For Being Ourselves and Fighting Our Sin
The stresses, strains, tensions, and pains of marriage caught both of us off guard early on. Our dating was so peaceful — too peaceful, it turned out — and engagement only had a few speed bumps. But once we were both all in, both fully believing this was our unbending commitment till death, with no loopholes or exegetical outs, then, with the conditionality of dating and engagement aside, and the unconditionality of covenantal marriage now in place, we were finally free to be real selves. Which was such a good thing, though it soon got a little messy.
But these were good messes to make, ones we desperately needed (and still need). All along the mess had been inside us (and still is), in our selfish and sinful hearts, and the real cleaning couldn’t begin happening until it was out in the open.

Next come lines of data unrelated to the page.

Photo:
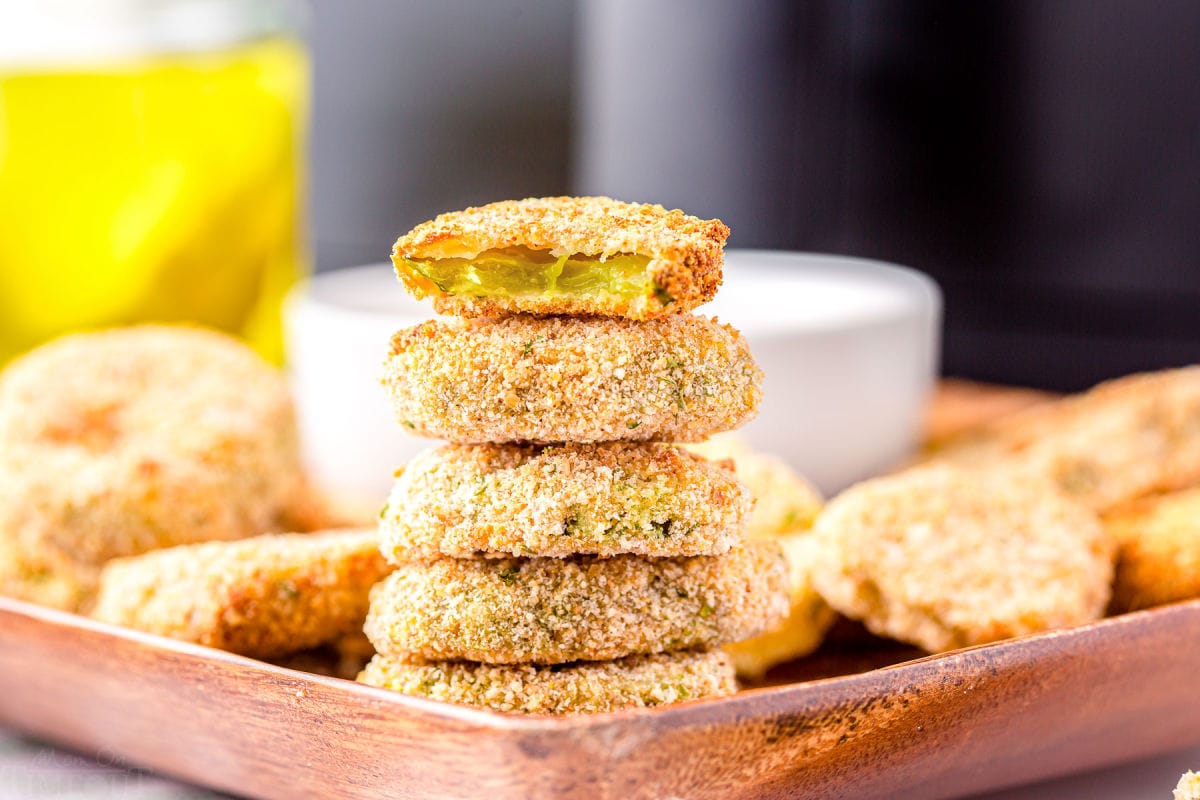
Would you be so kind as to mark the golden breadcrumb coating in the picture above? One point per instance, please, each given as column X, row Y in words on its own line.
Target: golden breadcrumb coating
column 571, row 379
column 1188, row 787
column 1121, row 440
column 586, row 608
column 943, row 559
column 1158, row 547
column 46, row 578
column 684, row 269
column 784, row 500
column 263, row 596
column 601, row 499
column 808, row 617
column 635, row 681
column 127, row 440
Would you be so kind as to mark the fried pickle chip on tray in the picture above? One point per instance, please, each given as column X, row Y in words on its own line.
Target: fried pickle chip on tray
column 263, row 596
column 585, row 608
column 603, row 499
column 563, row 256
column 1113, row 444
column 784, row 500
column 803, row 630
column 1158, row 541
column 634, row 681
column 121, row 441
column 564, row 379
column 943, row 559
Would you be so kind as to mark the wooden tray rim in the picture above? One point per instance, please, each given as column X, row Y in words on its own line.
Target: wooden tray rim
column 783, row 698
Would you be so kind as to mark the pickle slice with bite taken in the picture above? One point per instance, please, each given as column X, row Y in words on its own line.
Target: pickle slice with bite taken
column 563, row 256
column 521, row 271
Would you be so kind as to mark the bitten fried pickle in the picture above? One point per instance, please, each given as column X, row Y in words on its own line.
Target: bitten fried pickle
column 563, row 256
column 946, row 559
column 564, row 379
column 1158, row 541
column 634, row 681
column 605, row 499
column 264, row 596
column 121, row 441
column 585, row 608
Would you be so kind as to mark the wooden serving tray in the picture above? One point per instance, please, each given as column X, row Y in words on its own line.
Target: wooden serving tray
column 935, row 727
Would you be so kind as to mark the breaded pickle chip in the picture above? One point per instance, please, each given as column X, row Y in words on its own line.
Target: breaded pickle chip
column 264, row 596
column 1158, row 541
column 559, row 500
column 571, row 379
column 585, row 608
column 563, row 256
column 945, row 559
column 808, row 617
column 634, row 681
column 45, row 578
column 1121, row 440
column 126, row 440
column 784, row 501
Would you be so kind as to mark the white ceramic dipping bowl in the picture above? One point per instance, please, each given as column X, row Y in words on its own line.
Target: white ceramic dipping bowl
column 337, row 326
column 849, row 348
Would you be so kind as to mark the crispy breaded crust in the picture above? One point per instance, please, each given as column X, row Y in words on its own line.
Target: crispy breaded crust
column 635, row 681
column 132, row 439
column 1188, row 787
column 943, row 559
column 264, row 596
column 687, row 253
column 586, row 608
column 1121, row 440
column 571, row 379
column 784, row 500
column 808, row 617
column 605, row 499
column 1158, row 541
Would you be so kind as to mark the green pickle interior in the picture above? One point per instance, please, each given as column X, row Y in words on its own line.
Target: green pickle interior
column 517, row 271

We both previously had Christian roommates and disciples who had pressed on our own sin and pushed us toward Jesus. But something about this lifelong covenant — something about knowing that the gig with this one roommate is for the rest of life — forced us to speak up about the quirks, idiosyncrasies, and sins we otherwise could have ignored for a few months or a couple years.
As two rescued sinners, banking on Jesus for eternal redemption and for increasing redemption here in this life, we didn’t want to keep everything at surface level. We wanted to truly know each other, and become our true selves in Christ, not just the best face we could put on before marriage. We could have tried living on and on with a façade of harmony, and never strained to go deeper, and experienced only the thin joy that comes from keeping everything at the surface. But we wanted more (we still want more). We wanted greater joy. We wanted fuller satisfaction. We wanted the greater pleasure that comes only on the other side of pain and difficulty. We wanted the better relationship that comes only after things first get worse. And marriage with no exits but death has forced the issue.
For Witnessing to the World
But not only is “as long as we both shall live” better for us and for our children (much could be said about that), but we’re better able to witness to the world. The world is full of relationships with strings attached. In some of those, like employment, conditions are good and necessary. But when every relationship is fraught with conditions, it can feel like there’s no rest for the weary.
The world needs to see in Christian marriages a pointer to the Savior who, without conditions, chose to set his love on his bride, the church (Ephesians 1:4-6).
When the exceptions and conditions are gone at the most fundamental level, a man must learn to “love his wife as himself” (Ephesians 5:33).
Seven years is a relatively short time, but we’re far enough in at this point to celebrate with some substance that we’re in this for the long haul. Here at our seventh anniversary, we’ve tasted enough of the benefits, not without the difficulties, to be grateful that we’re walking this path of covenantal marriage without any exceptions and outs, as long as we both shall live.